Corey Johnson once looked at the mayor’s office as his next career stop.

Now, he’s adjusted his sights to the comptroller’s race, the other citywide perch up for grabs this year thanks to term limits.

The City Council speaker says he’ll make a decision in the next two weeks.

What You Need To Know

  • Johnson left the race for mayor last September to focus on battling depression

  • City Council speaker tells the New York Times his personal progress has led him to weigh bid for office

  • Johnson could join race where candidates Brad Lander and Brian Benjamin have a jump on fundraising

He told the New York Times, which first reported his potential bid: “I think the next comptroller needs to be someone who will ensure that our recovery is one where we are making sure that all the money we’re spending is spent appropriately.”

Johnson declined an interview Tuesday with NY1.

And when NY1 asked him last week about his plans post-speakership, he left the door open.

“I still want to be part of the New York City’s future. I’m not sure what that looks like," he said on "Inside City Hall" on Feb. 11.

Johnson was once considered a frontrunner for mayor in 2021.

But he dropped out of the race last fall, citing a need to focus on battling depression.

"Eventually, I got the help that I needed," he told "Inside City Hall" on Sept. 24, 2020. "I take medicine. I am not ashamed of that. I am in therapy every week, and I am not ashamed of that."

He told the Times on Tuesday he wouldn’t be weighing a run to be the city’s top fiscal watchdog if he hadn’t made progress personally.

Johnson would be a formidable foe.

He also has $585,000 dollars in his campaign coffers before matching funds.

As could be expected, those already in the race reacted to the news by pivoting to their own campaigns.

“New York City is facing the greatest crisis in a generation. And we need leaders who are ready with the vision and experience to help our city recover and build a more just economy," said City Council Member Brad Lander, who is comfortably the primary's fundraising leader.

Lander was endorsed Tuesday by Congressman Jamaal Bowman.

Comptroller candidate State Sen. Brian Benjamin, whose platform includes redefining the auditing of the NYPD, addressed the city's pension funds.
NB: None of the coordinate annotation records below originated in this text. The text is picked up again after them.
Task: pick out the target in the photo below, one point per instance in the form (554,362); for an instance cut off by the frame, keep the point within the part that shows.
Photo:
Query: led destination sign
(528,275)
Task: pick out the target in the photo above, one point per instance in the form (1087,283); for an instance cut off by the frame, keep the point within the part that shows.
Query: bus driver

“Activism and good returns, manager selection, asset application, portfolio diversification. Those are things that I’ve been dealing with very actively for the next number of years," he said.

Entrepreneur Zach Iscol, who recently left the race for mayor and entered the one for comptroller, questioned how Johnson would remedy what Iscol called the city's "bloated budget."

"For me, the comptroller's position is an exciting one that can play a huge role in bringing the city back post-COVID," Iscol said.

Lander, Benjamin and Iscol on Tuesday all received an infusion of public matching funds. They are among 10 candidates who've filed to run in the comptroller race.

The Democratic primary also includes State Senator Kevin Parker and State Assemblyman David Weprin.

A campaign spokeswoman for former congressional candidate Michelle Caruso-Cabrera, one of the few women running for comptroller, responded to the news of Johnson's potential entry with sarcasm: "We will welcome the addition of another man in the race!"